Conclusion: I recommend this book very highly, especially if you love snarky, complex heroes and if detailed descriptions of murder with torture do not scare you.

Saturday Recs: from Elin Gregory

Conclusion: This FBI based thriller abut the search for a vicious serial killer by an FBI agent assisted by the titular Albert, forensic genius and the most obnoxious man in the Bureau, is probably the most satisfying story I’ve read so far this year. Give it a go and I promise that the charming Fletcher Ash and the appalling Albert will stay in your mind and your heart for a long time.

Albert at goodreads:

Currently 160 ratings and 46 reviews, with an average of 4.15 stars.

  • Simsala gave it 5 stars, and said: Lightyears away from the standard m-m romance.
  • Indigo gave it 5 stars, and said: An unbelievably fascinating book. Clever, well-written, powerful characters, witty and enthralling. A must read.

Readers’ Responses

Jenre featured this as her Overall Book of the Year in her post on favourite male-male romance books read in 2013, and said: This is the second book by this author on my lists this year and well deserved it is too. It’s hard to believe that two years ago I started this book and stopped reading a third of the way through. This year I picked it up again and couldn’t put it down. I loved the characters of Albert and Fletcher and the way their relationship develops in slow increments which mirrors Fletcher’s investigation of a series of murders. The plot moves slowly but that was part of its beauty and by the end I felt like I had taken a worthwhile journey.

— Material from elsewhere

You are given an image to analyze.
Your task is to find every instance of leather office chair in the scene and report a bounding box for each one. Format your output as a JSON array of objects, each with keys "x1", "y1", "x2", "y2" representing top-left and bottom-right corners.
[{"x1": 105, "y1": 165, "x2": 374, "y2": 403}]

In fact I was rather bereft when it was all over. Luckily the sequel/companion book was on hand to help with my withdrawal :). If you like mysteries/police procedurals and want to read about characters that aren’t easy to like but with whom you will fall in love, then I highly recommend this book. Don’t be put off by the length, it’s worth investing your time in every page.

excerpt: The Definitive Albert J. Sterne

An excerpt from the Prologue (New Orleans, October 1971) for this novel. Albert goes looking for sex.

Microsoft Office clipart“You looking to party?” the young man asked.

When Albert drew off his dark glasses, his com­panion politely followed suit, tucking his own into the back pocket of his jeans. Albert considered the figure before him, stepping to one side for the full effect of the late-setting sun’s illumination: male, of primarily Hispanic background; eighteen or perhaps nineteen, which was getting old to be on the game; one-seventy, an inch taller than Albert; light brown and dark brown. Further than that: undernourished, and had been for months if not years; clothes old and torn, though fairly clean and assembled with a harmony of color; eyes too bright; demeanor anxious, assessing. Some might have considered the haunted expression romantic, those who thought fey meant something more whimsical than the tragedy of ‘fated to die’. But Albert was instead drawn by the spark of intelligent curiosity.

“If party is a euphemism for having sex,” Albert said, “then, yes, I do want to. Frankly, I have no idea why else I’d be approaching you.”